CS After Dark

🦀 Serving ML at the speed of Rust

Serving 150+ million users is no joke and also not cheap

At Glance, we run recommender systems that rank content for 150+ million users. Not all users have the same recommendation algorithm. Let's call each recommendation algorithm a Prediction Service (PS).

To keep up with traffic from all these users we can do two things:

  1. Horizontally scale up the prediction services
  2. Score more items per second or request

First is super easy but is also crazy expensive. The second is much harder as no silver bullet exists to solve this. Also, note that our Prediction Services are written in Python, which leaves you with only a handful of tricks to add more speed.

The second is imperative but how do we get there?

Our PS consists of two classes of operations:

  1. Network calls to feature-store (irreducible)
  2. CPU cycles spent on parsing + ranking compute + post-processing

To solve for 2, I decided to implement one of the largest PS (an LR model which does ~1.5 million predictions/second with 20% traffic) in a compiled language. After a bit of research, I decided to write it in Rust. Why? because:

  1. Actix showed up as one of the top web frameworks in this benchmark
  2. Rust is memory safe, fast and package management is 100x better than C/C++

(Why not Go? Check footnotes[1])

What was it like to port the Python prediction framework to Rust?

  1. I picked up this book for learning Rust. In the first few hours, I made a lot of mistakes but the compiler was really nice for politely telling me what I needed to correct. Rust wasn't that hard to pick up.
  2. Writing endpoints in Actix was fairly straightforward thanks to their rich documentation.
  3. Although Rust has really strong community support, it did not have a client implemented to call our Feature-store. Fortunately, Rust has great cryptography libraries, which allowed me to implement an auth-enabled client in a couple of hours.
  4. The structure of a Rust project felt very close to a React project. Adding a package dependency was as simple as adding a line to the Cargo.toml file
  5. Rust's tooling system just works

(scroll to the summary if you directly wanna see the performance difference)

Initial Benchmarking Results:

Finally, it was time to put the prediction service to test. I ran some stress tests and this is what I got:

Requests Per Sec (RPS) : RPS Rust barely reaching 60 RPS :(

Latencies: Latencies

This did not make sense! After a certain load, the model latencies started rising exponentially. Note that the Python PS was able to easily do ~160 RPS.

Python RPS

Rust lied to me!?

I was scratching my head at this point. I was promised a great deal and I thought that Rust lied to me. I thought.

I spent a couple of days digging deeper and found this epic blog by ScyllaDB on their debugging experience with Rust.
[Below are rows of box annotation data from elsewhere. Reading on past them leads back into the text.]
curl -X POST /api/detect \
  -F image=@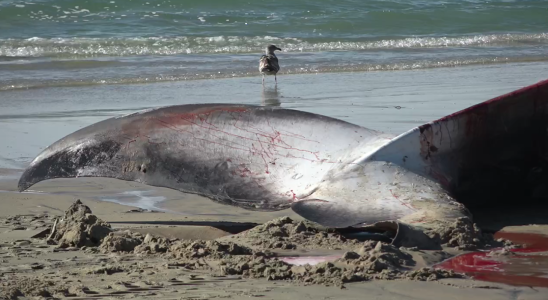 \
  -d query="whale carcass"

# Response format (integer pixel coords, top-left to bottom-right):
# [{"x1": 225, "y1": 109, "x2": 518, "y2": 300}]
[{"x1": 19, "y1": 81, "x2": 548, "y2": 245}]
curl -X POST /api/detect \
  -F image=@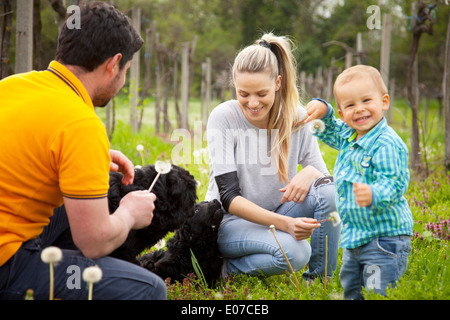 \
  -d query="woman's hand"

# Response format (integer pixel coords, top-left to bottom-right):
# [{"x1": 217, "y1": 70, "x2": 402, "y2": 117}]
[
  {"x1": 280, "y1": 166, "x2": 324, "y2": 203},
  {"x1": 286, "y1": 218, "x2": 320, "y2": 240}
]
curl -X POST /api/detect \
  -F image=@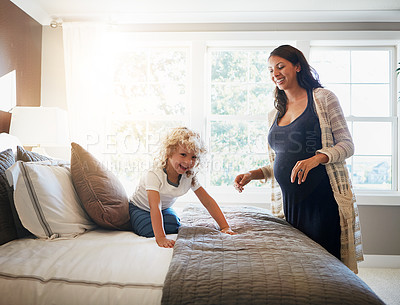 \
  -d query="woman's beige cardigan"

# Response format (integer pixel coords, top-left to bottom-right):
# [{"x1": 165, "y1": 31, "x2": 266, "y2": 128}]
[{"x1": 261, "y1": 88, "x2": 363, "y2": 273}]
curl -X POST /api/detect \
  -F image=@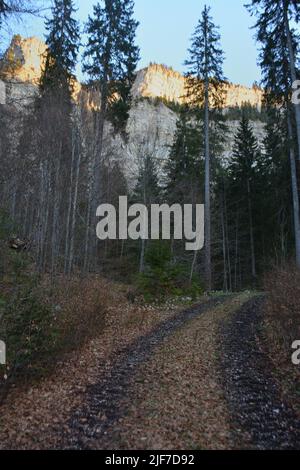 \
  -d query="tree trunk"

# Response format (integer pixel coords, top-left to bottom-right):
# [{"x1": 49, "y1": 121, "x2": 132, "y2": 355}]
[
  {"x1": 204, "y1": 23, "x2": 212, "y2": 292},
  {"x1": 288, "y1": 109, "x2": 300, "y2": 268},
  {"x1": 283, "y1": 0, "x2": 300, "y2": 161},
  {"x1": 247, "y1": 180, "x2": 256, "y2": 279}
]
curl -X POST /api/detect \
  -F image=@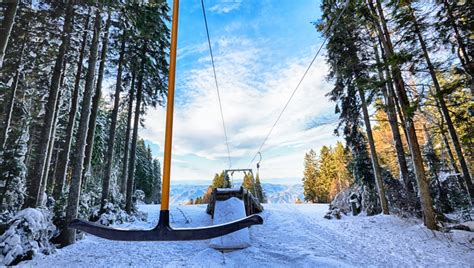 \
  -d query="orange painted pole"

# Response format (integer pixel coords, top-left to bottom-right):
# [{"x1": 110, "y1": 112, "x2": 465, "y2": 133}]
[{"x1": 161, "y1": 0, "x2": 179, "y2": 211}]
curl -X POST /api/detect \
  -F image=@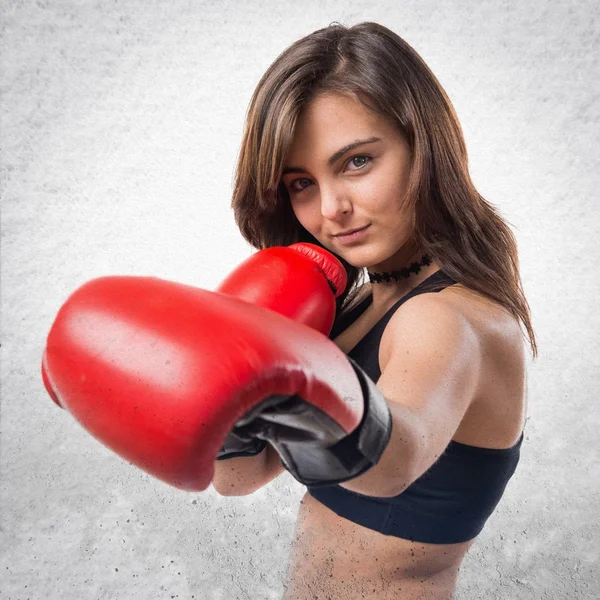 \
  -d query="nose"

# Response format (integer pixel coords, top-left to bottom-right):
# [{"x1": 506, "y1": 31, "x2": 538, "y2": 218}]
[{"x1": 320, "y1": 186, "x2": 352, "y2": 221}]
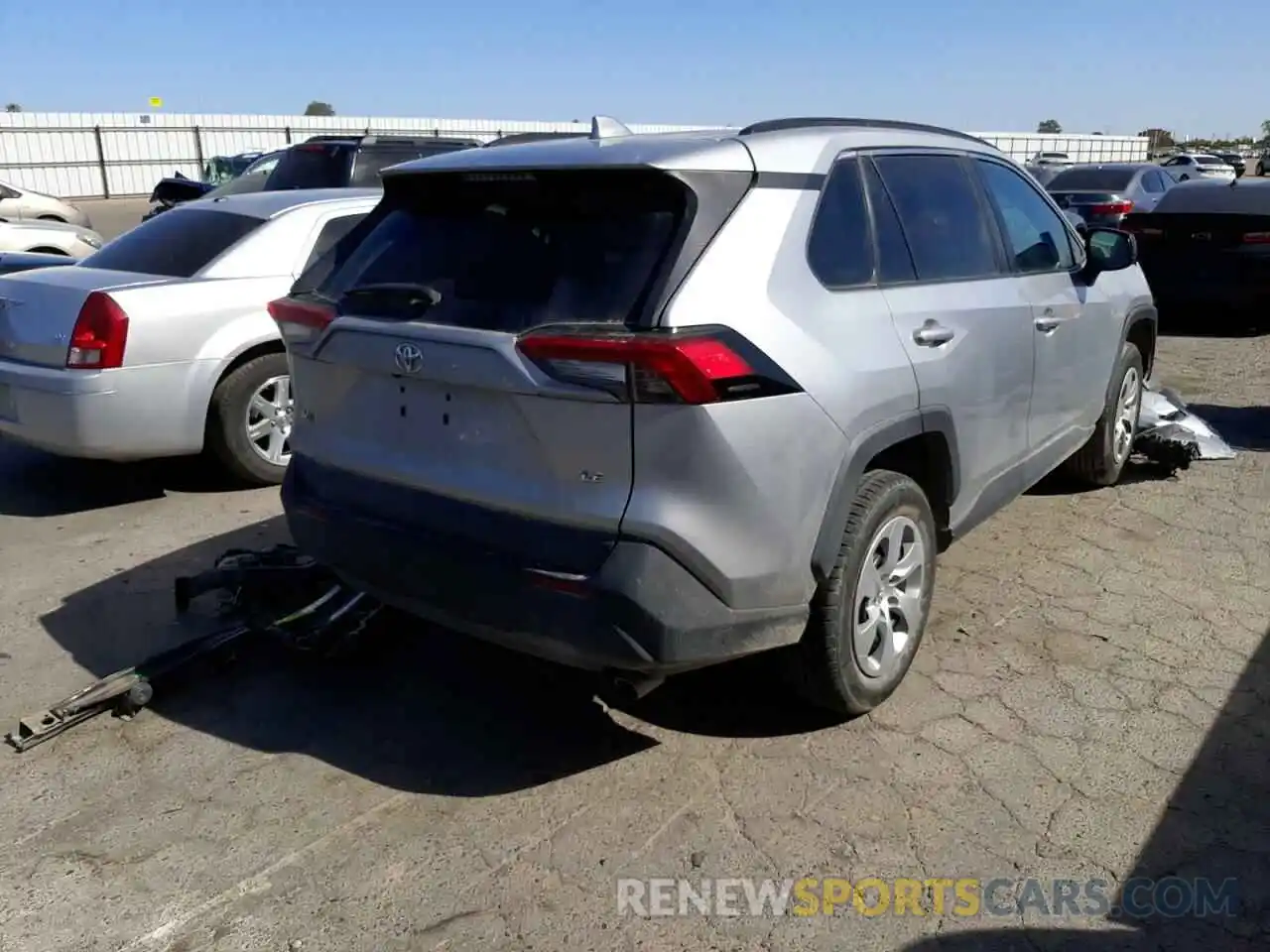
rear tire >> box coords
[207,354,291,486]
[795,470,936,716]
[1065,341,1146,488]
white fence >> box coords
[0,113,1147,198]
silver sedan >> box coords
[0,189,381,484]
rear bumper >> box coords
[282,456,808,675]
[0,361,203,461]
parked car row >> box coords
[145,135,480,218]
[10,118,1270,713]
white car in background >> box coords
[0,221,104,264]
[1160,153,1235,181]
[0,189,382,484]
[0,181,92,228]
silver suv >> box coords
[271,119,1156,713]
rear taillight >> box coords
[1089,202,1133,214]
[66,291,128,371]
[516,327,799,404]
[269,298,335,344]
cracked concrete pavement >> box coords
[0,329,1270,952]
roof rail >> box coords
[590,115,634,139]
[736,117,992,146]
[482,132,586,149]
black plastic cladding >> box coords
[736,115,993,149]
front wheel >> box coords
[1067,341,1146,486]
[797,470,936,716]
[207,354,292,486]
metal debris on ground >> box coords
[1133,381,1235,473]
[5,545,380,752]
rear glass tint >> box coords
[80,207,264,278]
[315,171,687,332]
[1045,167,1137,191]
[266,144,353,191]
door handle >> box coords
[1033,307,1062,334]
[913,321,956,346]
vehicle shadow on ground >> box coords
[621,650,845,738]
[0,439,241,518]
[1187,404,1270,453]
[32,517,655,796]
[1026,457,1197,496]
[904,631,1270,952]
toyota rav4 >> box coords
[271,118,1156,715]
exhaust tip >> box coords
[597,674,666,708]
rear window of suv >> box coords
[80,208,264,278]
[1045,168,1137,191]
[300,171,689,334]
[264,142,353,191]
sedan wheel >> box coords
[207,354,295,485]
[245,377,292,466]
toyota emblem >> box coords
[393,344,423,373]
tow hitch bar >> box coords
[5,545,380,753]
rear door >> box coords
[872,154,1033,526]
[285,171,689,572]
[974,159,1121,482]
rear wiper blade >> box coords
[340,282,441,311]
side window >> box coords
[874,155,999,281]
[974,159,1076,274]
[863,160,917,285]
[301,213,366,274]
[807,159,872,289]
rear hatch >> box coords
[271,169,750,575]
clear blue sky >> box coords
[0,0,1270,136]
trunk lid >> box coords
[276,169,748,575]
[0,266,172,367]
[1051,189,1133,225]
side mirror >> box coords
[1084,226,1138,282]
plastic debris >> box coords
[1133,381,1235,471]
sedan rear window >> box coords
[1045,165,1135,191]
[264,142,353,191]
[314,171,687,334]
[80,208,264,278]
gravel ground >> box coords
[0,317,1270,952]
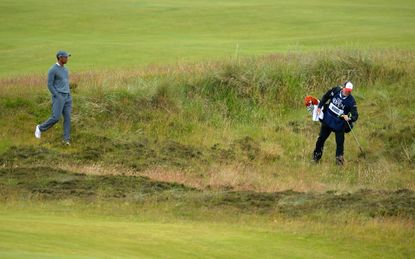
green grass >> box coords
[0,0,415,258]
[0,202,414,258]
[0,0,415,77]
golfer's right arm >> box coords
[48,68,58,96]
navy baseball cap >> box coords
[56,50,71,58]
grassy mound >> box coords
[0,51,415,191]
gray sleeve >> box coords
[48,67,58,95]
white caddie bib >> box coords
[329,103,344,116]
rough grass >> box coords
[0,51,415,192]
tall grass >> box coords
[0,51,415,191]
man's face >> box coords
[342,88,352,96]
[59,56,68,64]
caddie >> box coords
[313,81,359,165]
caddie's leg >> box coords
[335,131,344,157]
[313,123,331,161]
[335,130,344,165]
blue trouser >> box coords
[39,93,72,140]
[314,123,344,157]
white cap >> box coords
[344,81,353,92]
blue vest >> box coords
[323,91,356,131]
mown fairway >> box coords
[0,206,414,258]
[0,0,415,77]
[0,0,415,258]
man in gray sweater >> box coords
[35,50,72,145]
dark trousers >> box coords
[314,123,344,159]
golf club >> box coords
[346,120,366,157]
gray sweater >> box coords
[48,64,70,95]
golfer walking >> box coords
[35,50,72,145]
[313,82,359,165]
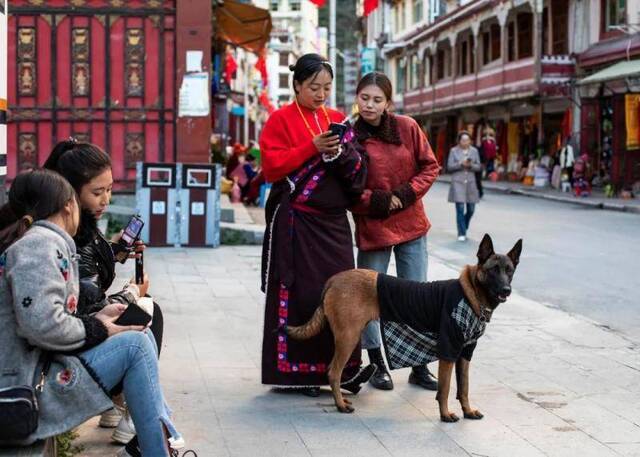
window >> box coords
[507,21,516,62]
[491,24,502,60]
[412,0,422,24]
[482,23,502,65]
[409,54,420,89]
[289,0,300,11]
[458,37,473,76]
[422,54,431,87]
[551,0,569,55]
[603,0,627,32]
[278,73,289,89]
[436,49,444,81]
[516,13,533,59]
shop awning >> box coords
[214,0,271,54]
[578,59,640,86]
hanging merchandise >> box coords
[258,89,276,114]
[256,49,269,87]
[562,107,573,139]
[624,94,640,149]
[224,50,238,84]
[364,0,380,17]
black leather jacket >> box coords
[74,211,137,314]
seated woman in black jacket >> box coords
[44,139,182,447]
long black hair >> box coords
[0,169,77,252]
[289,53,333,94]
[43,139,111,194]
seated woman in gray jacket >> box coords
[447,131,482,241]
[0,170,180,456]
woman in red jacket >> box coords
[260,54,375,396]
[353,72,440,390]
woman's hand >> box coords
[129,240,147,259]
[389,195,402,211]
[93,303,144,336]
[313,131,340,155]
[129,273,149,297]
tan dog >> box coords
[283,235,522,422]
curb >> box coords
[220,222,265,245]
[438,176,640,214]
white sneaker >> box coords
[98,408,122,428]
[169,435,184,449]
[111,411,136,444]
[116,448,132,457]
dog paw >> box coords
[464,409,484,420]
[440,413,460,422]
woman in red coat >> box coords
[352,72,440,390]
[260,54,375,396]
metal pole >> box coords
[242,52,249,146]
[329,0,337,108]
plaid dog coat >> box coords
[377,274,486,369]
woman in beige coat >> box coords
[447,131,482,241]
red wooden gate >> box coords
[8,0,176,190]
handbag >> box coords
[0,353,52,441]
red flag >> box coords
[256,53,269,87]
[364,0,379,17]
[224,51,238,84]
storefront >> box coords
[578,59,640,191]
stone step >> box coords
[0,438,56,457]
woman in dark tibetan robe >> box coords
[260,54,375,395]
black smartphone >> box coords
[329,122,347,141]
[114,303,151,327]
[136,252,144,284]
[120,216,144,248]
[111,216,144,263]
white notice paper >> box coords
[191,202,204,216]
[178,72,209,117]
[187,51,203,73]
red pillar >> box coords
[176,0,212,163]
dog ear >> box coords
[478,233,495,265]
[507,238,522,268]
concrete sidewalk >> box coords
[438,175,640,214]
[79,246,640,457]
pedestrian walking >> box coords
[352,72,440,390]
[447,131,482,241]
[260,54,375,396]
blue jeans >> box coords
[358,235,429,349]
[80,332,178,456]
[456,203,476,236]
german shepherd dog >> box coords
[282,234,522,422]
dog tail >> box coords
[284,287,327,340]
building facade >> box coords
[8,0,211,191]
[264,0,327,106]
[366,0,640,189]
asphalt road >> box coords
[425,183,640,342]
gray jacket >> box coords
[447,146,482,203]
[0,221,112,444]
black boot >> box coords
[367,348,393,390]
[409,365,438,390]
[340,363,378,395]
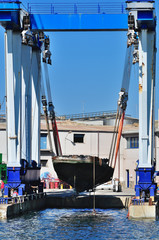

I had a new shiny tool in my arsenal: Flamegraphs!

How to interpret these graphs (quoting ScyllaDB blog):

"a rule of thumb is to look for operations that take up the majority of the total width of the graph – the width indicates time spent on executing a particular operation."

Here is the Flamegraph of the Rust service: Non Optimal

Nothing too suspicious but I do see huge chunks of OpenSSL taking 27-30% of the CPU cycles. Fortunately, I found rusttls as an alternative to OpenSSL which was way more reliable and easier to use. Here is the flame graph after switching from OpenSSL to rusttls:

Rust TLS

Ok cool, flames looking nice and pointy and no process hogging all CPU resources. Then this should solve it right? right?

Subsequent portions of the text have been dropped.